Pubblicato il 02 Aprile 2026

Alla luce del dibattito pubblico di queste settimane e delle vicende che hanno riportato al centro dell’attenzione il tema della trasparenza nell’azione amministrativa, i deputati regionali del gruppo Mpa–Grande Sicilia, on. Santo Primavera e on. Giuseppe Lombardo, intervengono (insieme ad altri deputati) con una proposta normativa che punta a regolamentare in modo chiaro e rigoroso i rapporti tra decisori pubblici e portatori di interesse.

“Quanto sta emergendo nel dibattito politico e istituzionale, anche alla luce degli appelli alla trasparenza lanciati dal presidente della Regione Renato Schifani, impone una riflessione seria e responsabile. È proprio nei momenti più delicati che la politica deve dimostrare di saper rispondere con strumenti concreti e riforme strutturali”.

I due parlamentari sottolineano come la regolamentazione dell’attività di lobbying rappresenti oggi non solo un’esigenza normativa, ma una vera e propria risposta alla domanda di chiarezza proveniente dall’opinione pubblica: “Definire regole certe nei rapporti tra istituzioni e portatori di interesse significa introdurre un primo, fondamentale deterrente. Non solo per garantire la correttezza dell’azione amministrativa e politica, ma anche per rafforzare i meccanismi di controllo diffuso da parte dei cittadini e degli organi preposti”.
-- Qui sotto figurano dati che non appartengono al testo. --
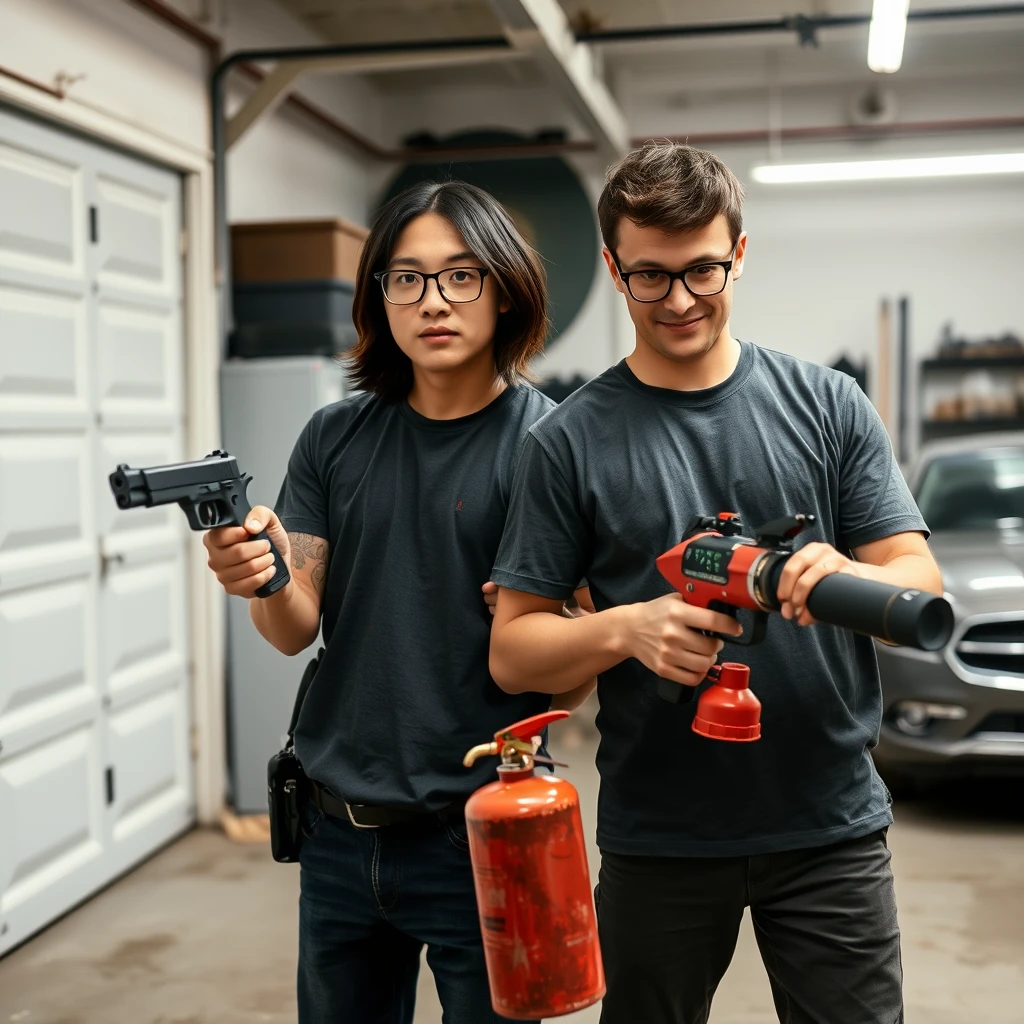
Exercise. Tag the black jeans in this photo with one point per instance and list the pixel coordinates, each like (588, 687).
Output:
(824, 921)
(371, 900)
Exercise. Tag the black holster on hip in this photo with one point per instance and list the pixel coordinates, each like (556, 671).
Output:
(287, 783)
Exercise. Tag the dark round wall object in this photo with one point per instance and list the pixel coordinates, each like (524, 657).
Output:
(546, 200)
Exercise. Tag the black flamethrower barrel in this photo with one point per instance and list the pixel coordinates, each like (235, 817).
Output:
(899, 614)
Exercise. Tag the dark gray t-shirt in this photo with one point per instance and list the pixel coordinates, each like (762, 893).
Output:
(414, 510)
(606, 482)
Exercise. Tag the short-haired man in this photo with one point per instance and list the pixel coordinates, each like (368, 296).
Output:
(691, 423)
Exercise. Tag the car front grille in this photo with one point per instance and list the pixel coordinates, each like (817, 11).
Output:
(994, 647)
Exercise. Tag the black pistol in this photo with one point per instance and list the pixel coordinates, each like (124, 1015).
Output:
(210, 492)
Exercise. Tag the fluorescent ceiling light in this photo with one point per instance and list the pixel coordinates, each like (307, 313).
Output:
(886, 35)
(910, 167)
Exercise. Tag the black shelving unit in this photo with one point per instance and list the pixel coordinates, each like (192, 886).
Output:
(945, 366)
(954, 363)
(932, 430)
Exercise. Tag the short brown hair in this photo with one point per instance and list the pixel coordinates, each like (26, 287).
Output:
(376, 363)
(671, 186)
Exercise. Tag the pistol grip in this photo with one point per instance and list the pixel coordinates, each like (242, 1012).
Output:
(281, 577)
(242, 508)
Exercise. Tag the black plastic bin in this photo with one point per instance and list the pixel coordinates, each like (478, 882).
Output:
(255, 341)
(325, 301)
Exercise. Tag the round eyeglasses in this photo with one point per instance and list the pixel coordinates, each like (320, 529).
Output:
(699, 281)
(458, 284)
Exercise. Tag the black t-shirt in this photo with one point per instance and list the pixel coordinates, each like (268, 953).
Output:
(608, 481)
(414, 511)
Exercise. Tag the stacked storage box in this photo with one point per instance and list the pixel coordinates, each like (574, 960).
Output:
(292, 287)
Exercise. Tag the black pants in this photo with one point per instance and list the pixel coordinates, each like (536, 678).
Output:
(824, 920)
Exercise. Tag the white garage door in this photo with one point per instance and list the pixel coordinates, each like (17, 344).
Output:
(94, 766)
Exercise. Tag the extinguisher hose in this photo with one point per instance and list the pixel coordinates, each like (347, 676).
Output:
(901, 615)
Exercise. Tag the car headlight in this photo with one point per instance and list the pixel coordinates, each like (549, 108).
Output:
(914, 718)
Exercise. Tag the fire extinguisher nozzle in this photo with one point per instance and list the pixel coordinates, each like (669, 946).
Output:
(480, 751)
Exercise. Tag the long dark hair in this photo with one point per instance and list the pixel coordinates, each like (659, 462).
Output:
(376, 363)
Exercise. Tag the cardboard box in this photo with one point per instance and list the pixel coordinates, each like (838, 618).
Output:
(296, 250)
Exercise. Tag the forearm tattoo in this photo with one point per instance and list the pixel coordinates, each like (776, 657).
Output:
(305, 546)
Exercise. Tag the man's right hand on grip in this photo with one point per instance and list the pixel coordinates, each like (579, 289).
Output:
(243, 564)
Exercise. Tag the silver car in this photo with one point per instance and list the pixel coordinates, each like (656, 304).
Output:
(961, 711)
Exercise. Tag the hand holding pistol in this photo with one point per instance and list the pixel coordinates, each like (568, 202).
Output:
(212, 494)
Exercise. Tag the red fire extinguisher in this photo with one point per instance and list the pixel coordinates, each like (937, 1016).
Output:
(532, 884)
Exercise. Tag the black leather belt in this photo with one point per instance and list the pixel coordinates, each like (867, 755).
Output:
(368, 816)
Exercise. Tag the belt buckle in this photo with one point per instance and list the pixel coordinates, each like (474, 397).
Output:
(357, 824)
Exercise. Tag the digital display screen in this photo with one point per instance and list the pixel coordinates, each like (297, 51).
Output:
(706, 560)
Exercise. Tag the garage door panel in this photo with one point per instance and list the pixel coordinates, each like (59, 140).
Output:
(46, 521)
(44, 379)
(46, 687)
(42, 212)
(52, 796)
(137, 237)
(146, 752)
(138, 375)
(143, 625)
(95, 767)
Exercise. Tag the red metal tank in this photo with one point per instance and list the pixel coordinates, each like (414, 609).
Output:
(532, 883)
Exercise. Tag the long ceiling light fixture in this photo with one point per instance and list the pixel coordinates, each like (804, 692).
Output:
(886, 35)
(873, 170)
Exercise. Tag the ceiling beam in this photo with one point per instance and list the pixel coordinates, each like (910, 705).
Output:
(274, 88)
(541, 29)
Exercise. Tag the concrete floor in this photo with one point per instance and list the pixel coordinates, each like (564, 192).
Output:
(204, 933)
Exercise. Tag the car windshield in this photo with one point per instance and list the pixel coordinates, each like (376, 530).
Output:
(974, 491)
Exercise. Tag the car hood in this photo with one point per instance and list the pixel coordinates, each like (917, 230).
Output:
(982, 571)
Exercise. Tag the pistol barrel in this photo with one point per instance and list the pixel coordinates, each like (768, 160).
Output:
(129, 486)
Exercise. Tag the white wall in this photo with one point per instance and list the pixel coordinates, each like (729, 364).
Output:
(146, 74)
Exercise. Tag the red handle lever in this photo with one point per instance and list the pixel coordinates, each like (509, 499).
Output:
(530, 727)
In questo quadro si inserisce il disegno di legge presentato all’Assemblea Regionale Siciliana, che introduce strumenti concreti come il registro pubblico dei rappresentanti di interessi, la tracciabilità degli incontri con i decisori pubblici e l’adozione di un codice di condotta vincolante.

“Non intendiamo limitare il confronto tra istituzioni e società, ma qualificarlo. Vogliamo che ogni contributo ai processi decisionali sia trasparente, identificabile e verificabile, nell’esclusivo interesse pubblico”.

Il provvedimento prevede inoltre l’istituzione di un’agenda pubblica degli incontri istituzionali, che consentirà ai cittadini di conoscere interlocutori, temi e contenuti del confronto con i decisori pubblici, rafforzando ulteriormente il principio di trasparenza: “È una riforma di civiltà, in linea con le migliori esperienze nazionali ed europee. Regolare il lobbying significa riconoscerne il ruolo, ma anche sottrarlo a qualsiasi zona d’ombra, restituendo piena fiducia nelle istituzioni”.

Infine, Primavera e Lombardo evidenziano come la proposta punti anche a migliorare la qualità delle decisioni pubbliche: “Trasparenza, partecipazione e responsabilità non sono solo principi, ma strumenti concreti per costruire un’amministrazione più efficiente e credibile. Questa è la direzione che intendiamo indicare con la nostra iniziativa legislativa”.